CONSOCIAZIONE

Enciclopedia Italiana (1931)

CONSOCIAZIONE

Alessandro Vivenza

. In agricoltura si dice consociazione la coltura contemporanea di due o più specie di piante sullo stesso terreno. Ma anche sui terreni poco o nulla coltivati può aver luogo, per vegetazione spontanea, consociazione naturale di piante diverse. Ivi anzi si possono verificare le più complesse consociazioni vegetali, come il caso abbastanza frequente di boschi popolati da svariate specie di piante, arbusti ed erbe e come il caso dei pascoli e dei prati naturali dove crescono in intima promiscuità piante differenti da potersi contare anche a decine e persino a centinaia di specie diverse. Nell'ordine naturale tale vegetazione polifitica, più o meno complessa, trae origine sia da più o meno attivi processi di disseminazione spontanea, sia da speciali condizioni di terreno e di clima pressoché egualmente favorevoli ai diversi vegetali.

La vegetazione delle piante consociate non è sempre contemporanea nelle sue varie fasi, anzi frequentemente è spostata nel tempo, per modo che, mentre alcune specie di piante crescono, altre riposano, salvo a mettersi più tardi in vegetazione attiva; così la fioritura e la fruttificazione, pur presentando un periodo di maggiore intensità complessiva, è distribuita in stagioni diverse; in un prato naturale, per esempio, alcune specie d'erbe crescono prevalentemente in primavera, altre in estate, altre in autunno.

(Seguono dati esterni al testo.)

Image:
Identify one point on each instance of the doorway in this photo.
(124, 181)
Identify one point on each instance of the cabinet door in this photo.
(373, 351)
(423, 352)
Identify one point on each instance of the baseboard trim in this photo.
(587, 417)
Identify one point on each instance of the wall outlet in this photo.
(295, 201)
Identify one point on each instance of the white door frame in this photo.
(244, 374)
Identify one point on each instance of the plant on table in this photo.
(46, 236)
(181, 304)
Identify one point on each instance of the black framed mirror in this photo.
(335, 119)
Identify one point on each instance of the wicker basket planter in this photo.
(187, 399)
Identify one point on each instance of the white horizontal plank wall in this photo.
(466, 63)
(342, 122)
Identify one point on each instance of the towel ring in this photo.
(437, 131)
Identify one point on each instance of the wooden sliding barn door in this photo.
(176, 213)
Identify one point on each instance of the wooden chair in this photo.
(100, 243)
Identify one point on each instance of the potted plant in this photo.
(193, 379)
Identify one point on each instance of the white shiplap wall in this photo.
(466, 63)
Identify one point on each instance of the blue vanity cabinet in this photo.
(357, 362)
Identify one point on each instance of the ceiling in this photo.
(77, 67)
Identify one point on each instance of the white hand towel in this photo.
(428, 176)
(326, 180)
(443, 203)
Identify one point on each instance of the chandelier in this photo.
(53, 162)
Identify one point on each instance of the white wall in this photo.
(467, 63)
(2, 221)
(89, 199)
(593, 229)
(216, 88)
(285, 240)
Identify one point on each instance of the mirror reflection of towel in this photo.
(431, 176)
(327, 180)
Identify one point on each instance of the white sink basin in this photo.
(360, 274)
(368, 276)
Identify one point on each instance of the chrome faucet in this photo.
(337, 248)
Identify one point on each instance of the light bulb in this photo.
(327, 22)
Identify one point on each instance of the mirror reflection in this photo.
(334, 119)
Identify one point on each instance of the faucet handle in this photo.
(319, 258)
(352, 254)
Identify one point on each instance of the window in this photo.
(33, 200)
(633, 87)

Generalmente la consociazione fa sì che il suolo rimanga più a lungo e più fittamente coperto di vegetazione nel corso dell'anno e determina quindi una maggiore produzione di materia vegetale sotto forma di legno, foglie, frutti, steli, detriti organici diversi.

In agricoltura la consociazione delle piante è regolata dall'uomo, dato che egli non preferisca la coltura monofitica, cioè la coltura delle singole specie di piante utili in separati appezzamenti di terreno. La tecnica agraria annovera diversi tipi di consociazioni.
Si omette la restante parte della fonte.